The quantification of global myocardial blood flow (MBF) by measuring coronary sinus flow by magnetic resonance (MRI) was demonstrated to be very well correlated with positron emission tomography (PET). We proposed a new method for the quantification of regional myocardial perfusion with MRI by the integration of MBF and first pass technique. The aim of this study was to validate this new method for quantification of regional perfusion by comparing it with 13NH13-PET in swine models of myocardial infarction and in humans in resting and hyperemic conditions.
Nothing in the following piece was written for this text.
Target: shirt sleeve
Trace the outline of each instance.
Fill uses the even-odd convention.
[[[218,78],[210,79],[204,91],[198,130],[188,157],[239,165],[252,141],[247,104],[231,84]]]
MRI and 13NH3-PET was performed in 2 healthy swine, 11 swine models of myocardial infarction (5 reperfused, 6 non reperfused) and in 12 humans at rest and during hyperemia. MBF was estimated by MRI through the quantification of coronary sinus flow and left ventricular (LV) mass. The upslope of signal intensity (SI-upslope) of each myocardial segment was obtained by the first pass gadolinium technique. Regional SI-upslope was indexed by the upslope of the entire left ventricular myocardium (global upslope). Regional myocardial perfusion was estimated as the product of MBF and SI-upslope/global upslope. Regional perfusion was also estimated by 13NH3-PET. A close agreement of the MRI and PET techniques for measurement of regional myocardial perfusion was found in all myocardial segments by Bland-Altman analysis (mean difference 5.1 %; limits of agreement, -37.2-27.5 %). With the integration of the first pass technique and the measurement of global MBF by coronary sinus flow/LV mass, MRI allows direct quantification of regional myocardial perfusion.